By politics.co.uk staff
Half a billion pounds of funding for infrastructure and housing projects are being allocated by ministers.
The investment from the Growing Places Fund is being criticised as a watered-down version of the £1.4 billion annual funding received under Labour's regional development agencies (RDAs).
But chief secretary to the Treasury Danny Alexander, who announced the policy in his speech to the Liberal Democrat autumn conference, has insisted the money will help boost Britain's struggling economy.
"The purpose of the fund is to provide resources to help people who are perhaps wanting to build houses in their local area but they need a link road built, or the land needs to be decontaminated, or flood defences need to be put in place," he said on BBC1's The Andrew Marr Show yesterday.
"We're making available half a billion pounds of public money to pay for that up front, so the developer can get on and invest millions of pounds more in building houses and employing people, in getting Britain building again.
Mr Alexander had previously suggested that funding could be 'recycled' in future so that other projects could be financed once the initial development is complete.
He confirmed that yesterday, explaining: "When the development is built and sold, they can repay us the money and it can be used again towards another such development."
One project in South Gloucestershire costing £6 million for a link road is attracting £300 million of private investment, creating 3,000 jobs and providing 2,200 homes.
"Just think what we will be able to do with £500 million," Mr Alexander said in September.
"Unlocking local growth by freeing businesses to grow, creating jobs, and freeing councils to build housing.
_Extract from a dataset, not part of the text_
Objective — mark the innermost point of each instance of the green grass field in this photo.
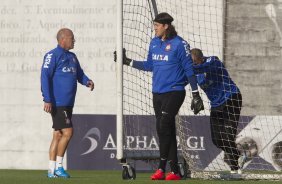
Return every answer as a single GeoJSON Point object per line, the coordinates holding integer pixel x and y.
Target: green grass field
{"type": "Point", "coordinates": [93, 177]}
Liberal Democrats in government, on your side."
Labour said the move showed ministers were starting to realise their decision to scrap RDAs was a mistake.
"The government failed to produce any real transition plan," shadow business secretary Chuka Umunna said.
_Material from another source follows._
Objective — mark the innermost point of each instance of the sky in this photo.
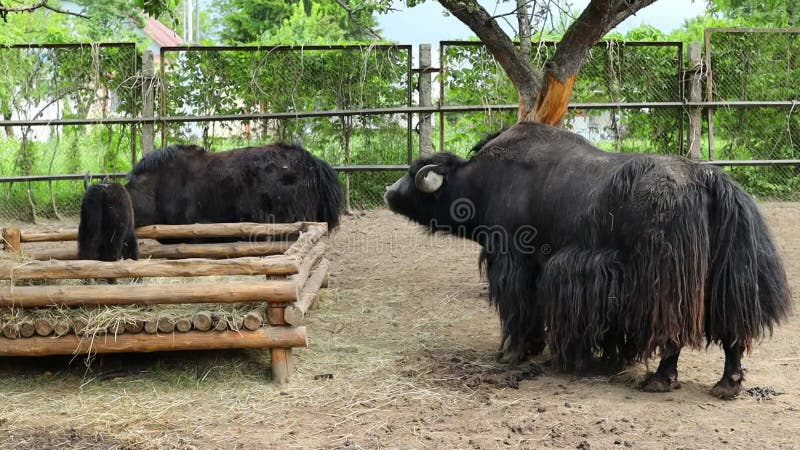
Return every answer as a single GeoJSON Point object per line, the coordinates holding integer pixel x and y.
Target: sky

"Now, perhaps, they are realising the error of their ways."
Shadow communities and local government secretary Hilary Benn added: "Given this Conservative-led government's history of failure to get money to businesses that need it through the other schemes they’ve announced and reannounced, they should make sure that this time the money speedily gets to the local authorities, businesses and entrepreneurs who will be at the heart of the economic recovery the country desperately needs."